Lystek International, Inc.
- Company type: Privately held company
- Industry: Thermal hydrolysis Waste management
- Founded: 2000 in Ontario, Canada
- Founders: Owen Ward Ajay Singh
- Headquarters: Ontario, Canada
- Area served: North America
- Key people: Ajay Singh (Technical Director) Michael Beswick (Executive Vice President)
- Products: LysteGro LysteMize LysteCarb
- Parent: R. W. Tomlinson Ltd.
- Website: lystek.com

= Lystek =

Lystek International is a Canadian waste treatment technology company founded in 2000 at the University of Waterloo, Ontario, Canada to commercialize treatment technologies for biosolids and other non-hazardous, organic waste materials. Lystek is headquartered in Cambridge, Ontario, Canada and is owned by its management and R.W. Tomlinson Ltd.

==Technology==
Lystek's technology uses thermal hydrolysis involving high speed shearing, alkali addition and low temperature steam to produce biofertilizer.

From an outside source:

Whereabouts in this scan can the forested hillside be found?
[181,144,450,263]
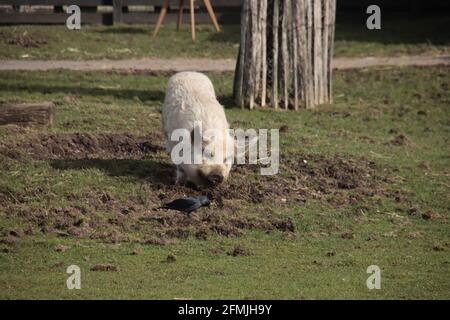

The product can be sold as a commercial biofertilizer called LysteGro or recycled to anaerobic digesters and biological nutrient removal (BNR) systems for optimization of the wastewater treatment plant operation. The Lystek process condition disintegrates microbial cell wall/membranes and hydrolyzes complex macromolecules into simpler compounds. Recycling up to 25% of the product to the digester increases biogas yields by greater than 30 % and enhances biodegradation, reducing output of biosolids by at least 20%.

==Applications==
The Lystek system can be installed as a back end, post Anaerobic digestion, post dewatering solution at the wastewater treatment plant. It can also take raw sludge directly without an anaerobic digester process. Alternatively, the system can be used in a regional processing hub to service multiple organic waste generators. The Lystek solution is modular and has a small footprint, making it flexible to deploy and easy to retrofit into existing facilities.

==Commercial plants and projects==
As of 2015, there are five installations of the Lystek technology in Ontario, and a sixth facility in North Battleford, Saskatchewan. A seventh installation, (first in the U.S.) was planned to be commissioned and fully operational in Fairfield, California by the end of the first calendar quarter of 2016.